Benchmarks below were produced by the default curated benchmark profile on an Intel i7-8565U using 4 CPU threads:

```bash
python tests/benchmark.py --threads 4
```

The default profile runs for about 30-60 seconds using adaptive repeat counts.

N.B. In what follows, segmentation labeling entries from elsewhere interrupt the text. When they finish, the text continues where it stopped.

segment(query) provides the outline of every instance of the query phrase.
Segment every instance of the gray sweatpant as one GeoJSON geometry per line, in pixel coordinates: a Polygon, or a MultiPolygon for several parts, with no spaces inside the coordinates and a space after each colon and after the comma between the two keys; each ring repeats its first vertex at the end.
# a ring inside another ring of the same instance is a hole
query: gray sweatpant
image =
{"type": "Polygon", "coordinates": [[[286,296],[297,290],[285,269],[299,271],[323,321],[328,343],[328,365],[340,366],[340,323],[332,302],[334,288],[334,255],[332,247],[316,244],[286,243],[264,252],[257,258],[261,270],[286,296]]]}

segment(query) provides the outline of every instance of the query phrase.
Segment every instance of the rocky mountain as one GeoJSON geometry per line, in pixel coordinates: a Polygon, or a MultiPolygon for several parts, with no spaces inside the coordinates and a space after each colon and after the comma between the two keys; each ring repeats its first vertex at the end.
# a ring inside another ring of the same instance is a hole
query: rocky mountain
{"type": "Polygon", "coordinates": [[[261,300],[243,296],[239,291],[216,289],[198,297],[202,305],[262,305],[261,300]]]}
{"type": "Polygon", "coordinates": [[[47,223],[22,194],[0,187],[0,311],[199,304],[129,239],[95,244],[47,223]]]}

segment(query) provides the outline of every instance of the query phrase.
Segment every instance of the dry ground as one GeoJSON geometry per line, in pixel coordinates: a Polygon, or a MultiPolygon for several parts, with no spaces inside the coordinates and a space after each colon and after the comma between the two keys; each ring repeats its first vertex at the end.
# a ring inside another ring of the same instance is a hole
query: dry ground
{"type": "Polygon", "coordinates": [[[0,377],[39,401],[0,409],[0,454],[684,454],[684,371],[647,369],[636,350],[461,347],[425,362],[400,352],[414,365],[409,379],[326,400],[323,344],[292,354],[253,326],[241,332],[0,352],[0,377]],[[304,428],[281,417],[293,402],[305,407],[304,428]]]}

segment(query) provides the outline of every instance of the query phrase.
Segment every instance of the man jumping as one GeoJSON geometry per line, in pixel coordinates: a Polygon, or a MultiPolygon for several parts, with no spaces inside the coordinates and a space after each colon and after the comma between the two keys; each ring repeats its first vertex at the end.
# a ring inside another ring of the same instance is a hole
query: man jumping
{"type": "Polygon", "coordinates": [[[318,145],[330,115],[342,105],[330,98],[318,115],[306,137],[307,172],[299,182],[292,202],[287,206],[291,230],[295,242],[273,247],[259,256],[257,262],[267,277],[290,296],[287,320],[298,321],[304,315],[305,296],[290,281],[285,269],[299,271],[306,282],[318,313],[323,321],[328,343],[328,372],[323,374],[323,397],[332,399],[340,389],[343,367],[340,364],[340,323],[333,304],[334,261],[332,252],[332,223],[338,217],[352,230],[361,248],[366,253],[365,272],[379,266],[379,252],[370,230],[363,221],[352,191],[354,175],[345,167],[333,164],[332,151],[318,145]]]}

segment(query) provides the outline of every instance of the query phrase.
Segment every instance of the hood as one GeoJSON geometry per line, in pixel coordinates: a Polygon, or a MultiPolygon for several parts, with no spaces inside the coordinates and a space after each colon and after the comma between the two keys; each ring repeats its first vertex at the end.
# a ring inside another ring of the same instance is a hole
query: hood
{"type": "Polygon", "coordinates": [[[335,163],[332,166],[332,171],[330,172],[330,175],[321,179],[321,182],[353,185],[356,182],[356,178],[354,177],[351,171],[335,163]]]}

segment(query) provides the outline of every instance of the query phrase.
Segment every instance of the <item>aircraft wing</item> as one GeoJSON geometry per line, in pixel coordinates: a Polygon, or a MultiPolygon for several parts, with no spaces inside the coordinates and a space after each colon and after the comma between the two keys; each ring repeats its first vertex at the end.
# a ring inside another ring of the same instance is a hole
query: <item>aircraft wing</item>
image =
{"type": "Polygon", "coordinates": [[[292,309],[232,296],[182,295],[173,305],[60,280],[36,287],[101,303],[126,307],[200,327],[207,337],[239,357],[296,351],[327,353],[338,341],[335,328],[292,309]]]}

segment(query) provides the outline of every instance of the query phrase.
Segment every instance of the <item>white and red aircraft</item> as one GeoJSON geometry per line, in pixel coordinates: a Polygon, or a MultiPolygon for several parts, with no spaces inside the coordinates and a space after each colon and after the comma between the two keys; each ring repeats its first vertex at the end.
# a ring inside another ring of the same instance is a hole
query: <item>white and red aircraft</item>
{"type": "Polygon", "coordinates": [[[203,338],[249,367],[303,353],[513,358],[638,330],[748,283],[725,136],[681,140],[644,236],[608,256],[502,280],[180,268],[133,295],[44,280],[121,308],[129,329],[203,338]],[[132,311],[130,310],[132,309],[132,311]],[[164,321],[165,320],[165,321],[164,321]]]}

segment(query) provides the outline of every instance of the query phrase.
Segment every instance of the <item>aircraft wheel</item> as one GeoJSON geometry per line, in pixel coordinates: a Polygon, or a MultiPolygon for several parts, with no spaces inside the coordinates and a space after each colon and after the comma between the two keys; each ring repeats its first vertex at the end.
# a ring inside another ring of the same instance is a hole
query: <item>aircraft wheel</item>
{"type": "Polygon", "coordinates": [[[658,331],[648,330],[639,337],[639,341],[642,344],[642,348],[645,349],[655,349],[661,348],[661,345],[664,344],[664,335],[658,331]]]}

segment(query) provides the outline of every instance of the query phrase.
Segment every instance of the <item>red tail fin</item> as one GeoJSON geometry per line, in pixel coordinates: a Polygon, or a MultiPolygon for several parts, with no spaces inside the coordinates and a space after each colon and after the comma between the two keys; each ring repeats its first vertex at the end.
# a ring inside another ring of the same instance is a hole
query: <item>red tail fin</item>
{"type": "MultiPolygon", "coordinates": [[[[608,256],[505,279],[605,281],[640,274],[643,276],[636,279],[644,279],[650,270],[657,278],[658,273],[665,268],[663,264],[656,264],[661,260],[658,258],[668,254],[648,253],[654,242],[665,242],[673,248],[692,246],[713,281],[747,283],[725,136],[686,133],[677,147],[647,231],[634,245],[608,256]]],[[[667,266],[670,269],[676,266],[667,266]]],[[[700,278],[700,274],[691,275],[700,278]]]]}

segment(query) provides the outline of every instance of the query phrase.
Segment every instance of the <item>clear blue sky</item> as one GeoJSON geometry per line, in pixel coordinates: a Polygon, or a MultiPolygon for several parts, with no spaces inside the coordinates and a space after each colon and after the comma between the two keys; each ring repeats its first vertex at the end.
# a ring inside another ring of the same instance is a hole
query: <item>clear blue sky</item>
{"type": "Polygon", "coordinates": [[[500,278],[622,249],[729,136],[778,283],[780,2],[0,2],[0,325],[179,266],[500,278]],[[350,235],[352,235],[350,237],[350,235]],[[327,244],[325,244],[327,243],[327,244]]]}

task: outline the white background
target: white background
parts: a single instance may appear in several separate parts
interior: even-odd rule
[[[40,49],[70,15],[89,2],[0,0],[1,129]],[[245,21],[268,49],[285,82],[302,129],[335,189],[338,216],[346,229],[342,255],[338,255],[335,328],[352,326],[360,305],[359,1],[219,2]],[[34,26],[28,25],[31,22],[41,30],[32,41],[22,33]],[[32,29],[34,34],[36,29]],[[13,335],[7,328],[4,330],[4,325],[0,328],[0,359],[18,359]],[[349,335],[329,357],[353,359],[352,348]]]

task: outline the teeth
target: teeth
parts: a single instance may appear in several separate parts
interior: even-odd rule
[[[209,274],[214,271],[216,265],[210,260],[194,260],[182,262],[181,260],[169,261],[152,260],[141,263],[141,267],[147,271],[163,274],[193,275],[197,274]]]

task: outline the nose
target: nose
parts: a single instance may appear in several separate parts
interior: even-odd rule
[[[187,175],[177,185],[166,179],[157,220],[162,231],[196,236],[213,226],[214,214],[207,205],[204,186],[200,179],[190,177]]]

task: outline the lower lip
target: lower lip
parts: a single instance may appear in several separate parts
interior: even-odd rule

**volresample vs PyTorch**

| Case | Shape | PyTorch | volresample | Speedup | Max error |
|------|-------|-----------|-------------|---------|-----------|
| nearest | `128x128x128 -> 64x64x64` | 0.98 ms | 0.41 ms | 2.36× | 0 |
| nearest (`uint8`) | `128x128x128 -> 64x64x64` | 0.83 ms | 0.27 ms | 3.07× | 0 |
| nearest (`int16`) | `128x128x128 -> 64x64x64` | 4.20 ms | 0.40 ms | 10.54× | 0 |
| linear | `128x128x128 -> 64x64x64` | 3.45 ms | 2.33 ms | 1.48× | 0 |
| linear, `align_corners=True` | `96x96x96 -> 144x144x144` | 23.75 ms | 10.46 ms | 2.27× | `4.50e-05` |
| area | `160x160x160 -> 80x80x80` | 40.12 ms | 7.20 ms | 5.57× | 0 |
| 4D linear | `4x96x96x96 -> 64x64x64` | 12.01 ms | 7.50 ms | 1.60× | 0 |
| 5D linear | `2x4x80x80x80 -> 48x48x48` | 9.76 ms | 8.49 ms | 1.15× | 0 |

**volresample vs SciPy**

| Case | Shape | SciPy | volresample | Speedup | Max error |
|------|-------|-------|-------------|---------|-----------|
| cubic, `align_corners=False` | `128x128x128 -> 64x64x64` | 266.29 ms | 63.68 ms | 4.18× | `8.34e-07` |
| cubic, `align_corners=True` | `96x128x80 -> 64x160x48` | 403.68 ms | 46.23 ms | 8.73× | `1.43e-06` |

**volresample vs PyTorch (`grid_sample`)**

| Case | Shape | PyTorch | volresample | Speedup | Max error |
|------|-------|-----------|-------------|---------|-----------|
| linear, zeros | `1x2x96x96x96 -> 80x80x80` | 129.57 ms | 41.63 ms | 3.11× | `4.40e-05` |
| nearest, zeros | `1x2x96x96x96 -> 80x80x80` | 14.23 ms | 4.47 ms | 3.18× | 0 |
| linear, reflection | `1x2x80x96x64 -> 72x88x56` | 91.12 ms | 19.75 ms | 4.61× | `5.42e-05` |

Average speedup across the default benchmark suite: **3.99×**.

**Notes:**

- **Cubic mode** is validated against SciPy rather than PyTorch. The `align_corners` flag selects between SciPy's `grid_mode=True` and `grid_mode=False`, and both paths are benchmarked above.
- **`int16` nearest** shows the largest speedup because PyTorch must round-trip through `float32`, while volresample operates directly on `int16`.
- **Area mode** remains one of the strongest CPU wins because the implementation parallelizes efficiently over spatial work.
- **4D and 5D coverage** is included in the benchmark suite so multi-channel and batched paths are represented, even when the raw speedups are smaller than the single-volume cases.
- **These are machine-specific measurements.** CPU architecture, memory bandwidth, thermal throttling, and installed library versions can shift the absolute numbers substantially.

## Development

### Running Tests

```bash
# Run all tests
pytest tests/

# Run with PyTorch comparison tests
pip install torch
pytest tests/ -v

# Skip PyTorch tests
pytest tests/ --skip-torch
```


### Running Benchmarks

```bash
# Curated default run: all modes plus grid_sample, roughly 30-60 seconds
python tests/benchmark.py

# Faster smoke benchmark
python tests/benchmark.py --profile quick

# Or pin the thread count
python tests/benchmark.py --threads 4

# Output is printed live while the benchmark runs
python -u tests/benchmark.py
```

### Building from Source

```bash
pip install -e ".[dev]"
python setup.py build_ext --inplace
```

## License

MIT License - see [LICENSE](LICENSE) file for details.

## Contributing

Contributions are welcome. Please submit a Pull Request.